Why it was 21 million BTC, of all things, can only be speculated about. One possible explanation is the meme number 42 (from Douglas Adams “The Hitchhiker’s Guide to the Galaxy” of course) half of which is 21. But it could also have been pure arbitrariness that persuaded the anonymous Bitcoin father Satoshi Nakamoto to limit his digital peer-to-peer cash system to 21 million units.
Although they have led to some speculation, the motives are ultimately irrelevant. The only important thing is that there is this upper limit of 21 million BTC. Because with Bitcoin, mankind has an asset at hand for the first time, the offer of which is finite.
One can say it so clearly: The invention of digital scarcity is nothing less than a millennium innovation. There are goods that are also in short supply. Naturally limited raw materials such as gold or oil are examples of this. But if you expand your perspective beyond the boundaries of planet earth, suddenly the yellow precious metal is no longer rare. So there can only be an absolute scarcity in the digital space. But creating absolute, digital scarcity is no easy undertaking. On the contrary.
The social layer enforces the limit
Bitcoin is only limited to 21 million coins because the network participants agree on it. The original Satoshi code provides for the limit. But code can be changed. Therefore, in the end, it is not the code that is decisive for Bitcoin, but the social consensus on which the system is based. Because 21 million Bitcoin are ultimately just the rules of the game that Bitcoiners have agreed on. It would not be a problem to create a coin, for example through a hard fork, the supply of which is limited to 20 million or less. However, this does not automatically make this coin tighter in the true sense of the word, since there are no players.
The chess game analogy is therefore popular among Bitcoiners. You can change the rules of the game of chess, but what is missing is the players. Chess is a game that has matured socially over centuries; its cultural significance is unique. Nobody would think of implementing a new set of rules.
The analogy is also good because it shows how long it actually takes to build social consensus. Chess, for example, has been established in Europe since the early 13th century – its tradition is probably much older in Asia and Persia.
Compared to that, Bitcoin is still in its infancy. Digital gold is only eleven years old – and has come astonishingly far for that time.
As mentioned, the limitation of the upper limit is only worth as much as the social class that enforces it. And this aspect is crucial.

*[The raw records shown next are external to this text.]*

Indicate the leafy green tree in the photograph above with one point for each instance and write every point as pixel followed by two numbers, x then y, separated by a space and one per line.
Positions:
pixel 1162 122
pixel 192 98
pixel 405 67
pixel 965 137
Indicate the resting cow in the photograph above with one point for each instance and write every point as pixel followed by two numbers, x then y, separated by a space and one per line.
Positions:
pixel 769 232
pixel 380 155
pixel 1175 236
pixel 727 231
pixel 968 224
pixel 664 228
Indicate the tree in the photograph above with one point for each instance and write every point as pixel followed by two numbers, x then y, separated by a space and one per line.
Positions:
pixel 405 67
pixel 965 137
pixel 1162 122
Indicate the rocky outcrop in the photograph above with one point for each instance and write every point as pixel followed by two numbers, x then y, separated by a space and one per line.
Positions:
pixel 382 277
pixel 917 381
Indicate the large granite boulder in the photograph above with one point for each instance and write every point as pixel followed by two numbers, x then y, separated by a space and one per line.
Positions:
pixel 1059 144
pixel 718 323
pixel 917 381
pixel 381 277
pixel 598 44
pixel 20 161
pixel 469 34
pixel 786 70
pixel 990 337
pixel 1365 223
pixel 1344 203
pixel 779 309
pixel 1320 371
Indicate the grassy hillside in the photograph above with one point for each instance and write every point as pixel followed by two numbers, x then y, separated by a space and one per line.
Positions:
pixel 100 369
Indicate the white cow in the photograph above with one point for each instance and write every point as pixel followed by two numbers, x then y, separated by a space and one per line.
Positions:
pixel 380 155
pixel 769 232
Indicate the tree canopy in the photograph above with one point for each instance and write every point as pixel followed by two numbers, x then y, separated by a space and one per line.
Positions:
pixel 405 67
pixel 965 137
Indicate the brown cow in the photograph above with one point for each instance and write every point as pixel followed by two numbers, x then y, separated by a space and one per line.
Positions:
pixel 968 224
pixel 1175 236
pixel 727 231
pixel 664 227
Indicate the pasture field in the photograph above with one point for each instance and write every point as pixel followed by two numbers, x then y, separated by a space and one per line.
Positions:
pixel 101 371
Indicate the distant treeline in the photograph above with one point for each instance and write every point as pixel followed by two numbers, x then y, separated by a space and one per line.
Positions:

A maximalist protective wall
Bitcoiners can use a full node to actively decide which protocol rules they want to follow. Hence the saying “Don’t trust, verify!“. There is 21 million BTC precisely because Bitcoiners chose to install exactly the software that the limit provides. With money in particular, this aspect of decentralized control is crucial. After all, history has shown that the monopoly on the creation of money always has led to taking advantage or inflation. Control of the cash faucet is a too tempting tool to leave it untouched.
It is precisely this social protective layer that Bitcoiners form around their favorite money that is repeatedly disreputed as “toxic maximalism” in social media. The operation of full nodes and the defense of BTC content is exactly what gives digital gold its value. Michael Saylor sees it similarly:
I don’t want to hear that you want to get upset about the transaction fees and introduce smart contracts and change everything. […] I want to hear that you will defend the network to the death against someone who wants to break it or endanger it in any way,
Saylor was quoted in an interview with Pomp.
And that’s exactly it: Bitcoin is limited to 21 million coins because there are a critical number of Bitcoiners who want just that and express their will through full nodes. It is this aspect of decentralization that makes Bitcoin perhaps the best store of value in human history.